The second reason is more subtle. There is simply no tradition of radical bank resolution in Europe. European bank supervisors are national operators by temperament, not international referees. They see their job as colluding with their national banking sectors to protect them against foreign competition. When a crisis occurs, they let the next economic recovery take care of the problem, rather than resolving it by reducing banking capacity. While I do believe that a banking union constitutes an important reform in the long run, it is very naive to think that the newly appointed bank supervisors are going to resolve the European banking sector with a determination they never displayed in their capacity as national supervisors.

This leaves us with a bank resolution strategy – if you want to call it that – that begins with an inadequate bank recapitalisation, on the basis of dubious stress tests and asset quality reviews, and is followed by further piecemeal steps in later years as the shortcomings of the strategy become more evident. All this will be accompanied by regulatory forbearance. We are already seeing this process at work in Spain.

Leaving it to the next recovery to take care of the problem will not work this time because the credit crunch and debt deflation prevent the recovery. Resolution is a precondition for growth. But since policy makers are in denial over the problem of debt deflation and the wider impact of austerity, I do not expect to see any real radicalism.
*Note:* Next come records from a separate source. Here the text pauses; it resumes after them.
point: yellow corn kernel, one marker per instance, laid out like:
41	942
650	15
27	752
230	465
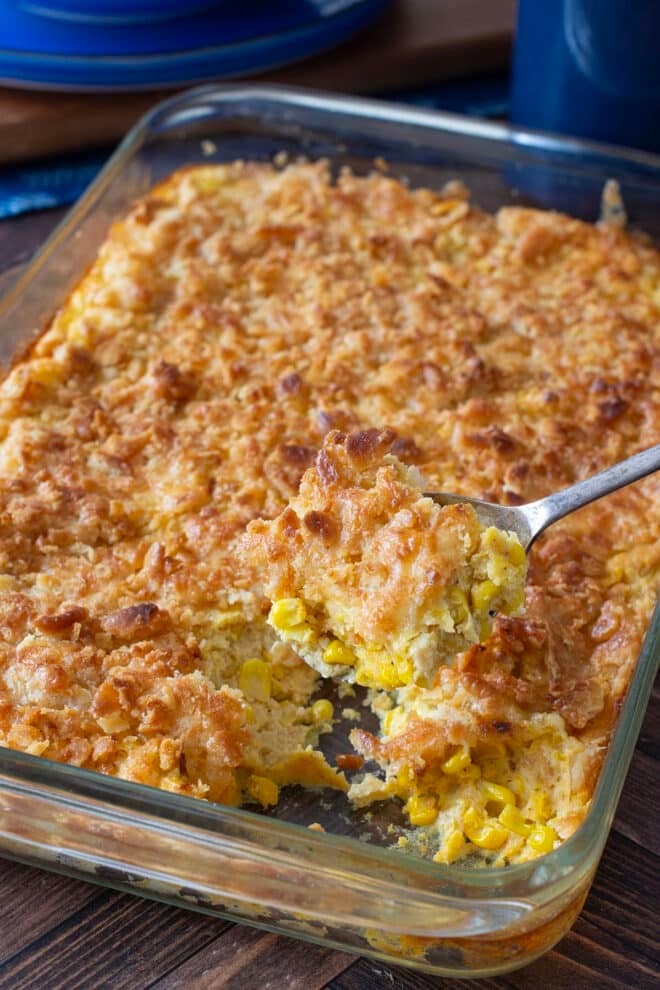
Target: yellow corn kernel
338	652
322	710
117	722
516	601
394	721
486	834
543	838
511	818
422	810
471	772
482	594
451	847
516	553
405	778
496	792
459	605
46	371
286	613
404	671
263	790
254	680
459	761
542	806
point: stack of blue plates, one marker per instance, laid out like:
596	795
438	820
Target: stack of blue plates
132	44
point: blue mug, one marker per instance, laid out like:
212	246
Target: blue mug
589	68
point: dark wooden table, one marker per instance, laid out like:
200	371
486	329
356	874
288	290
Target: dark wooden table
62	933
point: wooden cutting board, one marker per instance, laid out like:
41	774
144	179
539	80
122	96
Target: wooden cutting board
413	42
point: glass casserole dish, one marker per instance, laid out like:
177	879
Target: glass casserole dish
271	871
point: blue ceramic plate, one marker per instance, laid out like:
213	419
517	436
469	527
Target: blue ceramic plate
230	40
114	11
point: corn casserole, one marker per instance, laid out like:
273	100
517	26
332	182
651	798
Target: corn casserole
240	320
373	582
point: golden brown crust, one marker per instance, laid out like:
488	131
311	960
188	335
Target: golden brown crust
380	568
234	318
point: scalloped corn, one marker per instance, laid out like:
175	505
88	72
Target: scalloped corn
230	322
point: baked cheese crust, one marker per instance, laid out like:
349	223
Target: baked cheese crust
231	320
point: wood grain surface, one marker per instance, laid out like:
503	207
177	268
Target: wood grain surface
62	934
413	42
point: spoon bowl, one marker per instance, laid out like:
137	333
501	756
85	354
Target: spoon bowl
530	520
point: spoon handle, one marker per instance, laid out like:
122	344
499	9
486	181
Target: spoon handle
545	511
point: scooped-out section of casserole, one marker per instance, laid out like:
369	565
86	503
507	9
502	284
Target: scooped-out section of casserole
373	582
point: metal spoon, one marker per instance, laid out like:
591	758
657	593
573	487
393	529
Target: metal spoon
528	521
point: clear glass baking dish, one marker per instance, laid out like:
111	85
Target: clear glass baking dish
270	870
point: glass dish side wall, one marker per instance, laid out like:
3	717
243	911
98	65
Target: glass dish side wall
254	868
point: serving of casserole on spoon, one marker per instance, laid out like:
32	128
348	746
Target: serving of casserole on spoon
375	581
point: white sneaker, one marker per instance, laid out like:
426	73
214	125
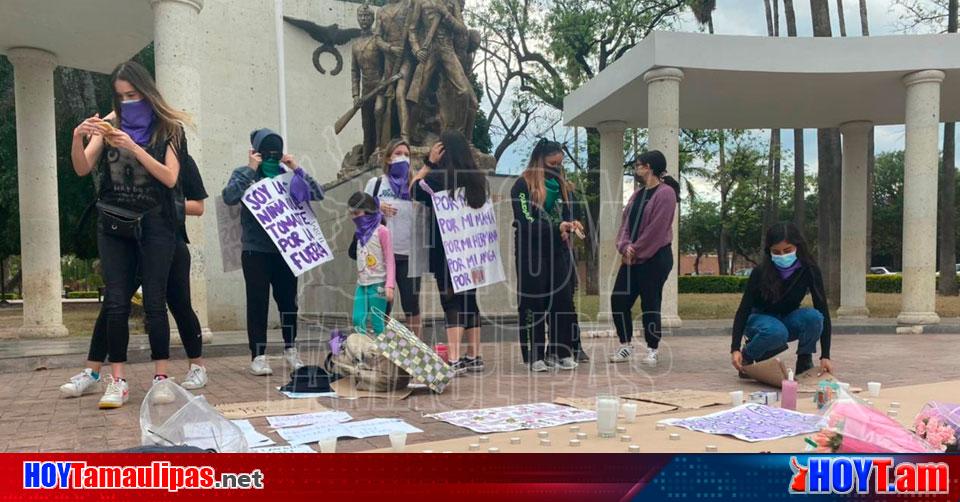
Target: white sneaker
117	393
196	378
80	384
260	366
293	358
162	394
539	367
622	355
651	357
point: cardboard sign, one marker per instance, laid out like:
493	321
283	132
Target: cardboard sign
292	227
230	232
471	241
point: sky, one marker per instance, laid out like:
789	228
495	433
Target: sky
747	17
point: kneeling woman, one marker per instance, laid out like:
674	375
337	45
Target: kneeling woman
770	315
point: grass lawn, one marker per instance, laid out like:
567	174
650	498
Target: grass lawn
724	306
78	318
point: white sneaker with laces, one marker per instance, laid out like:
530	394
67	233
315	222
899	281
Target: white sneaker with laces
196	378
80	384
622	355
161	394
259	366
117	393
293	358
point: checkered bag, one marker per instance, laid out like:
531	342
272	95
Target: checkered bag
400	345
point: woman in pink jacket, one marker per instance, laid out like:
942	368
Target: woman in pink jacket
644	243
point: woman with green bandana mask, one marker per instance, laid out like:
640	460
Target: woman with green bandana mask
546	275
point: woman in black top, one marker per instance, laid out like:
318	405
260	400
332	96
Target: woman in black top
137	151
770	314
450	166
546	276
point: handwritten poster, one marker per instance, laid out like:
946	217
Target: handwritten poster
471	241
228	228
292	227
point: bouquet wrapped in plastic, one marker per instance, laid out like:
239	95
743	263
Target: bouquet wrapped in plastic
938	424
853	426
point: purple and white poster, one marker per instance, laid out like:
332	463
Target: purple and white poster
752	422
292	227
471	241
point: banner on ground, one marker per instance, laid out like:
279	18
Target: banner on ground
292	227
471	241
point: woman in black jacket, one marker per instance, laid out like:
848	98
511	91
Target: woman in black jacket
546	276
770	314
450	166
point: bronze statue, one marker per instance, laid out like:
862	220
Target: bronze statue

What about the resolution of sovereign debt? It will come in the form of a hidden debt mutualisation for peripheral government debt through loan extensions and lower interest rates. Take both to the extreme limits and you end up with the paradox of a perpetual zero coupon bondmeaning a total loss for creditors, never officially recognised. The European Stability Mechanism thus turns into a vehicle to deliver hidden eurozone bonds.

So, overall, we are looking at a mixture of financial and regulatory forbearance, small-scale recapitalisations and deleveraging, a process that will take many years to complete. During this period of financial retrenchment, the private sector will remain weak, while the public sector will be constrained by treaty obligations to run large fiscal surpluses.

On the positive side, I would expect the export sector in the periphery to grow moderately but not nearly enough to compensate for those two effects. We are looking at a decade of low growth and zombie banks, similar to what has blighted Japan in the past 20 years.